I didn’t get much of a response but that was my fault for burying it as part of a list of side-issues in a post about using zfs on qubes.
Well, now I know a LITTLE bit more about the zfs/qubes-networking incompatibility and it’s still puzzling.
If the qube that has both of these installed has no network vm, it starts up fine. You can then connect a network vm and things will work properly.
But if the network vm is set on qube startup, it freezes up for about sixty seconds then dies, claiming it cannot connect to the qrexec agent for 60 seconds. The log file referenced in the error popup appears to be effectively identical (timestamps, data rates, and uuid differ) in both cases, except that the one that succeeds in starting up ends with an announcement of the qube name and a login prompt. There’s no error message in that log file explaining that it didn’t connect to qrexec, or why.

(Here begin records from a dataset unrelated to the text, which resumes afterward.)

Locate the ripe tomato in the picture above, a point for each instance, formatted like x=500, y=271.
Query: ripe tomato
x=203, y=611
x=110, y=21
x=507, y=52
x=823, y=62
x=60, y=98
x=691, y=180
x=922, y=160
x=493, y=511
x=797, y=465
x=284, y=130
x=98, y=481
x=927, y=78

So I have a very unsatisfactory workaround: don’t connect the sys-firewall qube as a network vm to any qube that has zfs capability, until after the zfs-capable qube has started. At this point I’d rather just not have zfs capability on those qubes. (I can still loop zfs blocks on those qubes and mount them on a zfs-capable qube with no networking and read them–which is what I normally do anyway.)
Packages: for zfs: zfs-zed and zfsutils-linux. For qubes-networking: qubes-core-agent-networking.
You can increase the qube’s qrexec_timeout and connect to its console using qvm-console-dispvm, maybe you’ll be able to access the console to see what failed to load.
I guess I don’t have any idea how to use qvm-console-dispvm. It opens a completely blank window I can type in, but nothing I type gets a reaction.
However, upping the qrexec and shutdown delays to 300 seconds revealed that the qube WILL start, after a bit over two minutes.
I have no idea what to look at to try to figure out what went on other than /var/log/xen/console.
/var/log/xen/console/guest-my-new-qube.log has a message that apparently (it’s hard to read because someone stuffed the file full of color escape sequences) systemd-ud didn’t complete device initialization. Then on the next lines there are errors installing the zfs kernel module and importing zfs pools–these messages are output after the two minute delay.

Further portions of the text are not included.